In a recent Reuters’ story titled, “Canadian judge questions arguments for Huawei CFO’s extradition as hearings enter final days”, the judge is quoted as saying (emphasis added):
“Isn’t it unusual that one would see a fraud case with no actual harm, many years later, and one in which the alleged victim – a large institution – appears to have numerous people within the institution who had all the facts that are now said to have been misrepresented?” Holmes asked.
No actual harm, many years later? You’d almost think she was talking about the $10-million-plus-wasting Saunderson Vindictive Judicial Inquiry (aka the SVJI), which looked at processes and policies (it was NOT a criminal inquiry regardless of what the Facebook trolls say) involved in events that took place in 2011 and 2012. Many, many years ago. And the harm? The town got a great strategic partnership with a superb electricity utility and two new recreational facilities at no cost to the taxpayers. And no one broke any laws!
But, of course, our revenge-obsessed council continues to lavish taxpayers’ money on it because their Great Leader demands it of them. To hell with the needs of residents and the community, as long as his personal vendetta is seen to.
And also similarly, in the Meng trial, taxpayers’ money is going to make lawyers rich, but will not benefit the community regardless of the outcome. That’s just like in our own SVJI. In our case, however, a lot of taxpayers’ money is going to Mayor Saunderson’s and Councillor Hamlin’s former employers, who were sole-sourced, and appointed without even a nod to the requirements of the town’s procurement bylaw or the recommendations against apparent conflicts in the SVJI itself! But the rules always apply to others, not them, right? Such hypocrisy, such blatant corruption.
And yet the media simply ignore it, just as they do council’s many ongoing blatant conflicts of interest. Perhaps that’s why local media has so little credibility (not to mention pandering to the mayor of the town that pays tens of thousands of dollars to advertise in one of them*…).
Collingwood deserves better.
* Even after numerous searches, I could not find the costs of the town’s newspaper ads in the 2021 budget. Nor in the 2020 budget. Why are they being hidden from the public? Something the town doesn’t want to disclose because it might underscore the close relationship between local media and local politicians?

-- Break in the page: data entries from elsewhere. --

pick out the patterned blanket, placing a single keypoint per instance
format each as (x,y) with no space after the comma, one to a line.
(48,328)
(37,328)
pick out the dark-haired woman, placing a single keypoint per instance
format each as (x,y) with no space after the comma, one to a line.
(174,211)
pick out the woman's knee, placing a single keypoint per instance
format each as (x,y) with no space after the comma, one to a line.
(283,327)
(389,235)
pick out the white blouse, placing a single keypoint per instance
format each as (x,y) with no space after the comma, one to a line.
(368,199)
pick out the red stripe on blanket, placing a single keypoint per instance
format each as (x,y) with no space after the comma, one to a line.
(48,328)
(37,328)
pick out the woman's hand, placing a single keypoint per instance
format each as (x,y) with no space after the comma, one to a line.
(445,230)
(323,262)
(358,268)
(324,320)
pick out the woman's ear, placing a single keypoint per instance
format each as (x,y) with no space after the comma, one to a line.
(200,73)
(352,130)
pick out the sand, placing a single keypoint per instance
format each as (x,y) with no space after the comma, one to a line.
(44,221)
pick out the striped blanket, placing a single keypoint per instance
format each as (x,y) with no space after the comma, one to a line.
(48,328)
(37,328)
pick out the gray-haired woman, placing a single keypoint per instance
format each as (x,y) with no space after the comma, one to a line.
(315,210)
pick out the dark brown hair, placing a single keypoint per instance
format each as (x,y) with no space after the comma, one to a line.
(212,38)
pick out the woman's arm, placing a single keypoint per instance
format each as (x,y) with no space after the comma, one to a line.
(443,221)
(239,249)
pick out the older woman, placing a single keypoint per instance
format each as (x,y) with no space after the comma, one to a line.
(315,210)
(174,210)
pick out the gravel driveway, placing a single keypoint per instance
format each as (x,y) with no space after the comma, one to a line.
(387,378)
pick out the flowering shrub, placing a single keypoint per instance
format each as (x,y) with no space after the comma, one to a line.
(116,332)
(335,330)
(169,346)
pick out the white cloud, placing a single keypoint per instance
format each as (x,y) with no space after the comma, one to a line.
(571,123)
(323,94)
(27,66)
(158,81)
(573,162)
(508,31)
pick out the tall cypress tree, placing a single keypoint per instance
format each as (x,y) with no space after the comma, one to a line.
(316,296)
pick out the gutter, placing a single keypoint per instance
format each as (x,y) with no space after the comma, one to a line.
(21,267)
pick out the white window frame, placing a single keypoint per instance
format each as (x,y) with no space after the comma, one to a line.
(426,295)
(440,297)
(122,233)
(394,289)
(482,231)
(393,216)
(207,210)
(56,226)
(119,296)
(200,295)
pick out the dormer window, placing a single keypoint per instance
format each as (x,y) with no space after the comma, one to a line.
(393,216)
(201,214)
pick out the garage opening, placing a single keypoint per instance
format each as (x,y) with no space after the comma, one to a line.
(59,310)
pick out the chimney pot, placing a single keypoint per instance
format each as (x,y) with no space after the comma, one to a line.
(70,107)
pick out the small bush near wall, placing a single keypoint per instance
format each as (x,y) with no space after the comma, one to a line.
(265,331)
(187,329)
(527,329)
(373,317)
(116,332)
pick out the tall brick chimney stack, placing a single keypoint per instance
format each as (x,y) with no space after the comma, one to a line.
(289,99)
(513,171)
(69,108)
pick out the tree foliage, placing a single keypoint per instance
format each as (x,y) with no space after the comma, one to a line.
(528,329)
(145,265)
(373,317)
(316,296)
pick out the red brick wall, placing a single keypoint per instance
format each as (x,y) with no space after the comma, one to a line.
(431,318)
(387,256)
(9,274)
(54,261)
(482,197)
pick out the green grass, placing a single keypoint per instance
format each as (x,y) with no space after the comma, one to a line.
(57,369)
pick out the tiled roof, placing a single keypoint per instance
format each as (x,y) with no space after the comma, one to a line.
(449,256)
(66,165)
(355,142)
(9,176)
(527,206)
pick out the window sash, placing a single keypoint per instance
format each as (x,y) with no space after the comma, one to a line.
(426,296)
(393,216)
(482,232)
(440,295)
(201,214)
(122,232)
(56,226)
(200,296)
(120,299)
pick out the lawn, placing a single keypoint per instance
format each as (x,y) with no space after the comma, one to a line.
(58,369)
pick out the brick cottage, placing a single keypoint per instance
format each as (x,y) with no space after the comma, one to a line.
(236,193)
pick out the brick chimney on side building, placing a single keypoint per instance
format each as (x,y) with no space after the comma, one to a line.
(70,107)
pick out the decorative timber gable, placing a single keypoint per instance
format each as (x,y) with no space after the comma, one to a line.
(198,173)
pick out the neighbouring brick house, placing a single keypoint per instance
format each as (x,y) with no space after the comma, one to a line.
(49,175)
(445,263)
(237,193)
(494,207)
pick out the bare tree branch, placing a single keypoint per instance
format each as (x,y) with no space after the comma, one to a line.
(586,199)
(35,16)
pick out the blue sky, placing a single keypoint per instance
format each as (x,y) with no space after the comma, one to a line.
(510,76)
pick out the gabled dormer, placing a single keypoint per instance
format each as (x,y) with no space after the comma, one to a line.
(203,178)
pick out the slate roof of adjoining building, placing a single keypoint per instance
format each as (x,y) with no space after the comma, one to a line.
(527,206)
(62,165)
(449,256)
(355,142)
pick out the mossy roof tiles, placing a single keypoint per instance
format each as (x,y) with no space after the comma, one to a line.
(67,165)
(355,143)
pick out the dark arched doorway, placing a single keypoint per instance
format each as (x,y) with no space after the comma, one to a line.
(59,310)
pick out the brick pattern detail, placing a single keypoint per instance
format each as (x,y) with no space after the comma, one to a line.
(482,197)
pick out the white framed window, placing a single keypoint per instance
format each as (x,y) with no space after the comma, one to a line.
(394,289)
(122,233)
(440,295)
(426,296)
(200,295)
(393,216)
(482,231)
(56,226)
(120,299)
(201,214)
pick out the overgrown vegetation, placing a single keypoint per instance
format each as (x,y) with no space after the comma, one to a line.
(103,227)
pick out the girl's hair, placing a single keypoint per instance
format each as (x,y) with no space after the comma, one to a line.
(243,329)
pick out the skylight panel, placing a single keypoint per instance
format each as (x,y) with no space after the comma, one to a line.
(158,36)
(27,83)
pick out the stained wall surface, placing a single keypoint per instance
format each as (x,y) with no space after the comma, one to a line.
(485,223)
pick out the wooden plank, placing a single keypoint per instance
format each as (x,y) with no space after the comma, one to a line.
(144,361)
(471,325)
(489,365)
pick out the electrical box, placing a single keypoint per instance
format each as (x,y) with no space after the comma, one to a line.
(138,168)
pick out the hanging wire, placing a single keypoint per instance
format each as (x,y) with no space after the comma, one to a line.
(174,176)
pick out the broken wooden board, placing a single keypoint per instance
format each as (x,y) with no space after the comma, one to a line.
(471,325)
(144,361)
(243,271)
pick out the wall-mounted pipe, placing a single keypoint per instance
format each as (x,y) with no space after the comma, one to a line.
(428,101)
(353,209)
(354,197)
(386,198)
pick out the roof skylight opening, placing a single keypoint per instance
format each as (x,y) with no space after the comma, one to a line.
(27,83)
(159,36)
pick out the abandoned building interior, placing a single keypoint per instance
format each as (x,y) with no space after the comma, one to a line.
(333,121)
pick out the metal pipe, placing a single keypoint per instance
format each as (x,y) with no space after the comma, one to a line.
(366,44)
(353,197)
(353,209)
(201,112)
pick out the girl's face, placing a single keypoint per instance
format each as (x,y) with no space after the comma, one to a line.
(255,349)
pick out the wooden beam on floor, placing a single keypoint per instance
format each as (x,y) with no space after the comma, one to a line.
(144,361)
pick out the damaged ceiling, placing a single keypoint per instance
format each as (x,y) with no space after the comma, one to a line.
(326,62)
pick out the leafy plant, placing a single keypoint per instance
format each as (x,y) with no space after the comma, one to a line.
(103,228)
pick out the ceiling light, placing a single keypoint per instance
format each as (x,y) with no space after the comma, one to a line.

However, I did see that information technology now costs taxpayers almost $850,000. Before Saunderson and his cronies privatized our public electricity utility last term, we shared services with Collus: it used to cost the town about $140,000-$150,000 for IT services. Now it’s almost six times that amount. Add that difference to the costs of the SVJI, too. And imagine what damage Saunderson will do to your provincial services if he gets elected as MPP!
And then I came across this in a novel I was reading:
“I know very well that success is not always the reward of talent and that it depends, in large measure, on flattery and deception and on the ability to promote one’s cause.”
Casanova in a letter to Henriette, from Casanova in Bohemia, by Andrei Codrescu (p. 83, Free Press, 2002)
You’d almost think he was writing about our own mayor, wouldn’t you? But let’s not digress.